Sortir de son encadrement psychiatrique














Puissance de suggestion














Agressivité implacable














Le maître à la kalachnikov














Détournement des images














Caractère cocasse














Soixante ans de solitude














Paysannerie nostalgique














Image confession

Si la douleur d'être au monde s'est incarnée dans un homme, c'est bien dans Alexandre Lobanov. Quel destin, le sien ! Et quelle extraordinaire volonté habite cet homme pour lui donner l'énergie de résister à toutes les oppressions, pour réaliser une oeuvre stupéfiante, dont une partie sera bientôt visible en France, pendant un temps malheureusement trop court.

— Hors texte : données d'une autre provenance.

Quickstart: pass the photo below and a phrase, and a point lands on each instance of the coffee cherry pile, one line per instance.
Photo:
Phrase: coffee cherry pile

L'oeuvre d'Alexandre Lobanov vient à nous à travers la triple nuit de la maladie, de l'enfermement et de la censure politique. L'homme est né en 1924 à Maloga, dans la province de Yaroslav en URSS. A six ans,il devient sourd et muet à la suite d'une méningite. Il y a bien dans sa ville une école pour sourds-muets, mais elle sera bientôt fermée et toute la population sera déportée. Non pour raisons politiques, mais pour cause de rationalité technocratique : la région sera mise sous eau, sous le gigantesque lac artificiel de Rybinsk (1947). Drame individuel dans la tragédie d'un peuple, il est trop tard pour soigner, même pour rééduquer, le jeune Alexandre Lobanov. Considéré comme un simple d'esprit, il sera interné dans l'asile psychiatrique régional de Yaroslav. Et c'est là qu'il commence timidement à recopier des images qui lui tombent sous la main, puis à fabriquer des collages, puis des oeuvres de plus en plus originales. Cette activité lui vaut un allègement de son régime psychiatrique ; il est transféré dans un hôpital moins restrictif à Afonino. Il y vit toujours, bientôt octogénaire. Mais quelque chose a changé dans sa vie. En 1987, un psychiatre à l'esprit ouvert, Vladimir Gavrilov, influencé par les idées occidentales sur la psychopathologie de l'expression ou encore par l'art-thérapie, le prend sous sa protection. Il organise une première exposition de ses oeuvres à l'université de Yaroslav, puis il fonde une association pour sauvegarder, collecter et étudier ses oeuvres et celles d'autres artistes. Avec la fin de l'URSS et la difficile renaissance de la Russie, les expositions d'art marginal deviennent de plus en plus fréquentes. Dans la confusion la plus totale les oeuvres d'Alexandre Lobanov sont invitées à participer aux présentations d'artistes interdits, marginaux ou dissidents, voire à rejoindre le camp de l'art brut. En 1997, ses oeuvres sortent pour la première fois en Occident, à Kassel et en 2001, quelques-unes sont présentées à Villeneuve d'Asq dans l'exposition La planète exilée.


Alexandre Lobanov

Alexandre Lobanov fait feu sur le psychiatre


Pour une appréciation plus juste de cette oeuvre, pour la présenter au regard dessillé des amateurs sans préjugés, il est important de la faire sortir de son encadrement psychiatrique. Or, une chance inattendue s'est présentée à l'artiste interné. Il se trouve que la ville de Yaroslav est jumelée à Poitiers. Sous l'égide des dieux protecteurs des villes jumelles, les universités de Poitiers et de Yaroslav organisent conjointement en février 2002 la première exposition monographique d'Alexandre Lobanov.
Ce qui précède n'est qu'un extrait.